As 2018 draws to a close, IT and security pros around the country will greet the arrival of budget season with a collective sigh. Negotiating for IT budgets at small or mid-market companies is always a challenge and can be especially difficult if you’re asking for increased security spending from an executive who doesn’t understand the risks of being unprepared for a data breach. However, security budgets are changing rapidly as awareness of security issues among SMBs grows and IT becomes much more complex.
Security spend at SMBs and mid-market companies will increase in 2019 and shift to better protect new hybrid and virtualized networks, secure passwords and improve detection and response times. There are also many tricks to building a good relationship with your organization’s financial decision-maker to help get your security budget requests approved. Let’s discuss both of these areas in more detail.
According to data by 451 Research, 80% of IT practitioners planned to increase their security budget in 2018 with an average increase of 17%. I believe we will see this trend continue in 2019 and be especially prominent at small and mid-market organizations. One of the major contributing factors here is the impact of ransomware on SMBs. A survey from Datto show as many as 84 percent of surveyed managed service providers had an SMB client who’d been hit with ransomware from Q2 2016 to Q2 2017. Security is still often viewed as a cost, but the risk of ransomware and recent data breaches have convinced many decision-makers that it is a cost worth paying.
At the same time, as organizations move more services to the cloud and explore software defined networks and IoT device deployments, the traditional approach of protecting the network perimeter starts to change. This means more budget will shift away from security hardware to application security and virtual versions of security products, as well as solutions that can protect IoT devices.
We’ll see more focus on “in-out security” as IT worries more about insiders accidentally leaking information or losing passwords than outsiders breaking through the security perimeter. I believe multi-factor authentication will see an increased share of budget this year as more companies catch onto the weaknesses of passwords. The high cost of recovery from data breaches (60 percent of SMBs hit with a major breach go out of business within six months) will also lead to more spend allocated to detection and remediation solutions.
Working against “the fight to secure the business” is the fact that IT has become much more complex in the last five to eight years, especially for mid-sized and smaller companies where IT pros often have blended roles. Factors like the use of the cloud, a mobile workforce, SaaS applications and more devices per employee to secure are making it harder for IT to secure its environment. There can also be less security understanding at the executive level at mid-market companies, and that makes budget negotiations much more difficult.
Here’s my advice for overcoming unawareness or reluctance in these budget discussions, and for getting security requests approved:
Involve your CFO or comptroller in your planning process long before the negotiations actually start. Build that relationship with them by educating them on how each piece of security technology works and how it reduces risk. For example, instead of talking about the security budget from a general standpoint, breakdown the budget into subcategories like prevention, detection, response and recovery and explain each one.
Meet regularly with your CFO or comptroller to update them on the status of your network environment and let them know what will need replacing or upgrading and when. This applies to both overall IT budgets and specific budgets for security (if those are separate in your organization). If you’re working on adding some IoT devices to your network, for instance, explain early in the project that those devices will require extra security precautions and changes to the network structure once the project is complete. None of your budget requests should come as a surprise!

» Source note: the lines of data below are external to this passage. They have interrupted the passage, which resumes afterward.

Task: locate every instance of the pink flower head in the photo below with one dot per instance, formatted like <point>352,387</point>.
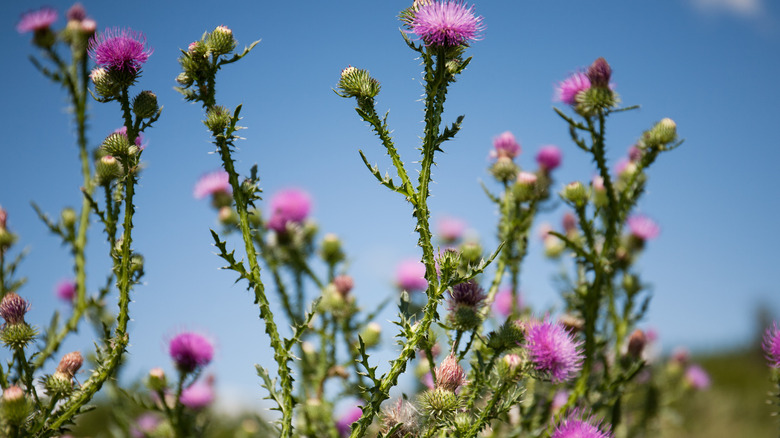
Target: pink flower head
<point>212,183</point>
<point>446,23</point>
<point>38,20</point>
<point>410,276</point>
<point>346,419</point>
<point>288,206</point>
<point>121,50</point>
<point>451,229</point>
<point>191,351</point>
<point>642,227</point>
<point>697,377</point>
<point>576,426</point>
<point>76,12</point>
<point>569,88</point>
<point>549,157</point>
<point>553,350</point>
<point>139,139</point>
<point>66,290</point>
<point>506,145</point>
<point>502,304</point>
<point>772,345</point>
<point>198,395</point>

Always explain why each expense is necessary and how it contributes to the company’s overall security. For example, if you want to implement a multi-factor authentication solution, share some statistics on the number of data breaches that are caused by poor passwords and list the customer data at your organization that would be at risk if you were breached.
If your organization has a CISO, then the CIO or director of IT should partner with them to present their proposed security budget to the rest of the executives.
Begin budget meetings by briefly explaining your roadmap for the next several years and discussing the state of your organization’s security, including what you do well and what you can to improve. This gives your CFO or comptroller valuable context. You might say, “Currently we are spending 80% of our security budget on prevention, but it takes 190 days on average for companies to figure out they’ve been breached. Having good detection and response can reduce that. I want to focus on detection and response next year, then try to improve recovery the year after that.”
The good news is that there is hard data to help you make your case for an increased security budget in 2019. The 2017 Verizon Data Breach Investigations Report found that over 80 percent of hacking related breaches were caused by weak or stolen passwords. That’s good ammo to prove to your CFO why you need a multi-factor authentication solution this year! Research from Ponemon shows that a data breach costs $141 per person worldwide and $225 per person in the U.S.
The time and cost to recover from a breach is often underestimated – a data breach can mean dozens, or hundreds of man-hours taken away from work that improves the business. These are just a few examples of the type of supporting details you should incorporate in budget conversations around security spend.
The silver lining to all the doom and gloom around data breaches these past few years is that they help raise awareness about the importance of information security and capture the attention of people who don’t normally follow these issues. Approaching budget negotiations as a long-term relationship building and educational process with your executive team will dramatically increase the chances of your budget being approved, and your organization becoming more safe and secure.